I do this in a "while" loop for each line of my input file (which consists of about 2000 lines, each containing the individual ID, population membership and two alleles for 500,000 SNPs). Unfortunately, as I said, I get the message "Out of memory!" after having processed only about 60 individuals, despite using "undef" to empty all arrays/hashes that I stop using after the for and while loop.

The reason I am trying to do this, is because I want to calculate the Fst using Bio::PopGen::PopStats using all individuals and all markers. I'm sure there is a more efficient way of doing this, without using so much memory... Does anyone have any suggestions? Many thanks!

perl bioperl memory • 3.3k views

ADD COMMENT • link updated 12.3 years ago by Zev.Kronenberg 12k • written 12.3 years ago by Abdel ▴ 410

score 4 · Answer 1 · 2012-01-23

4

Entering edit mode

12.3 years ago

Zev.Kronenberg 12k

Storing that many loci in perl becomes expensive. I have done it. The course of action really depends on what format you data is in. If you can reformat your data there are many programs that can calculate FST for you.

Another option is to calculate FST per loci not requiring you to use much memory. You can use this distribution of FSTs to calculate an overall FST.

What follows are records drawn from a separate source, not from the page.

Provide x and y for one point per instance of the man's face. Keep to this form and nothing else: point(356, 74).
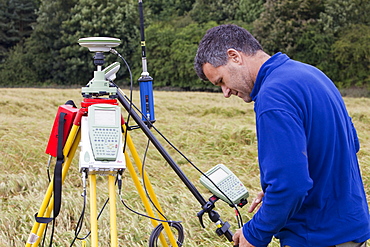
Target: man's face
point(233, 78)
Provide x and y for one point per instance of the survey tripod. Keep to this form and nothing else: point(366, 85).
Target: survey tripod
point(72, 127)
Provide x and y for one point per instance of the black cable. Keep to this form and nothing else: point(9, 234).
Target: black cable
point(191, 163)
point(132, 105)
point(158, 229)
point(144, 185)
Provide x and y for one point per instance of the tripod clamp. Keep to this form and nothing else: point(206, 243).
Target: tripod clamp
point(222, 227)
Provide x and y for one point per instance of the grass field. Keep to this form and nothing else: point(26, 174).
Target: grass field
point(207, 128)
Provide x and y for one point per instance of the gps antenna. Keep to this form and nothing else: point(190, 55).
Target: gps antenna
point(145, 81)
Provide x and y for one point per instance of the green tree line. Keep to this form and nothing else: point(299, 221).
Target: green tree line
point(38, 38)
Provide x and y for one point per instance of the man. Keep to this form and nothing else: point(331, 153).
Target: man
point(312, 191)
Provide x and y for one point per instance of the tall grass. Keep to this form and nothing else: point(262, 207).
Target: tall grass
point(207, 128)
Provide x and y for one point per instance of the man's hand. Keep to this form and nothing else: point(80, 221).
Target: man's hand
point(256, 202)
point(240, 240)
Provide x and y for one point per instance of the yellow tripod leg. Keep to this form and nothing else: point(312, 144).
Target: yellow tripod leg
point(112, 211)
point(93, 211)
point(142, 195)
point(48, 202)
point(150, 191)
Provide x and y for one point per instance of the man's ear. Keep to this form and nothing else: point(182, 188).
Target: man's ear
point(233, 55)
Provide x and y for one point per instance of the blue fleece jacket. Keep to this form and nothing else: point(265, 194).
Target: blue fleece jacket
point(307, 146)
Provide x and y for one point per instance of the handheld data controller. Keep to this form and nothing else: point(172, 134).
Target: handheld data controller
point(228, 183)
point(101, 139)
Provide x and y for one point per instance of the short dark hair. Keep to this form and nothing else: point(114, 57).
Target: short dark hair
point(215, 43)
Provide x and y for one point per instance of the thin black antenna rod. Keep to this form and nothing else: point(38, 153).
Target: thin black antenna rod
point(160, 148)
point(143, 49)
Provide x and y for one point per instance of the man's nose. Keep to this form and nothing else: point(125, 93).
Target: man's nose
point(226, 91)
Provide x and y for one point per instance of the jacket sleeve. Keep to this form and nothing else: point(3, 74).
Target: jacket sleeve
point(285, 179)
point(355, 137)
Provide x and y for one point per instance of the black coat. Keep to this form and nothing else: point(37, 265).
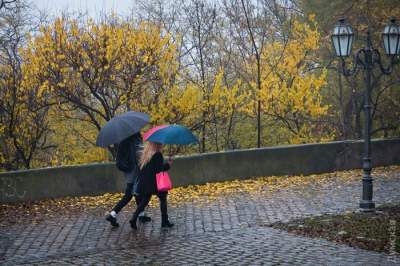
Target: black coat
point(147, 183)
point(127, 155)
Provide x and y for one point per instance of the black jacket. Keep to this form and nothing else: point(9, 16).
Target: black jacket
point(147, 183)
point(127, 155)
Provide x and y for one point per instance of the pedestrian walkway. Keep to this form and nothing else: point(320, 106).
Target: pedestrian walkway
point(231, 229)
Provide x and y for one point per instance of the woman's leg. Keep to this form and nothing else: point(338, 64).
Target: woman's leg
point(112, 216)
point(145, 199)
point(142, 217)
point(125, 199)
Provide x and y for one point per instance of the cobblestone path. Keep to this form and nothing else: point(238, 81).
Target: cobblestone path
point(228, 230)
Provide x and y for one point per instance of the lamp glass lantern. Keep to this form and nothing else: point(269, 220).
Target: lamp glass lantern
point(342, 38)
point(391, 38)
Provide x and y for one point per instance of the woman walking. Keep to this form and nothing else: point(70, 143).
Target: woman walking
point(128, 162)
point(151, 163)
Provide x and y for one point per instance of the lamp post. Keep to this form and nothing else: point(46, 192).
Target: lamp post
point(366, 58)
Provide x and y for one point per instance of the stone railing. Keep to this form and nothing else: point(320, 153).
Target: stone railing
point(95, 179)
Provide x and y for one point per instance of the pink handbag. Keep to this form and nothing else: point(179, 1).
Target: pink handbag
point(163, 181)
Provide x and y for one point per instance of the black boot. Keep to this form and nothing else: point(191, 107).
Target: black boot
point(165, 222)
point(112, 220)
point(144, 219)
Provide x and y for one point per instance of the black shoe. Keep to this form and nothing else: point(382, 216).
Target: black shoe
point(144, 219)
point(112, 220)
point(133, 224)
point(166, 224)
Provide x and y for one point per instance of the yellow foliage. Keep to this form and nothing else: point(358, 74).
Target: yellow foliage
point(290, 92)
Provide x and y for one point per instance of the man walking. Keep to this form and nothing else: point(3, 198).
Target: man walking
point(128, 155)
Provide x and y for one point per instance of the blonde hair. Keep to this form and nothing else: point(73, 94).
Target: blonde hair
point(149, 149)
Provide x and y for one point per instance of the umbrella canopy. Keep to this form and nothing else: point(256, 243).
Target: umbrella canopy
point(121, 127)
point(170, 134)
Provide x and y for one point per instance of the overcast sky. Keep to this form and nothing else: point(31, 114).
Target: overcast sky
point(93, 7)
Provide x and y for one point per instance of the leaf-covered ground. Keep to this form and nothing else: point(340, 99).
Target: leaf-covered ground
point(34, 212)
point(379, 231)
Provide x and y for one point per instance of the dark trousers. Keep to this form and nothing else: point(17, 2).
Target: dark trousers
point(127, 198)
point(144, 201)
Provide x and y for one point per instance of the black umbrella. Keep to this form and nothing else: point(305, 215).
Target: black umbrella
point(121, 127)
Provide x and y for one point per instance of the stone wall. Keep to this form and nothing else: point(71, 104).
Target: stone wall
point(95, 179)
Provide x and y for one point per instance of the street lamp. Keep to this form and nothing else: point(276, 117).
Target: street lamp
point(366, 58)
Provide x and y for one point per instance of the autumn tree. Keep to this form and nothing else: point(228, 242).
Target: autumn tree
point(23, 115)
point(345, 94)
point(101, 69)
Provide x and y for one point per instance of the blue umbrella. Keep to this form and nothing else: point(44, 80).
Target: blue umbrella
point(121, 127)
point(171, 134)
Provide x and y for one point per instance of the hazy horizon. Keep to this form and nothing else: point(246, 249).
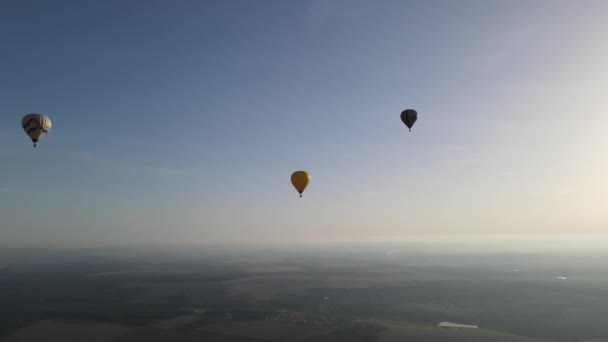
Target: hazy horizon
point(180, 124)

ADD COMMENT • link 12.3 years ago by Zev.Kronenberg 12k

1

Entering edit mode

Thanks, that's a good suggestion. If I would transpose my input file to have a SNP on each row instead of an individual on each row, that might work. Would an overall FST then be simply the mean of all 500,000 FSTs, or is it more complicated than that?

ADD REPLY • link 12.3 years ago by Abdel ▴ 410

1

Entering edit mode

The mean is the point estimate of the FST and you can also calculate error. Also you could use FDIST2 which has some cool functionality.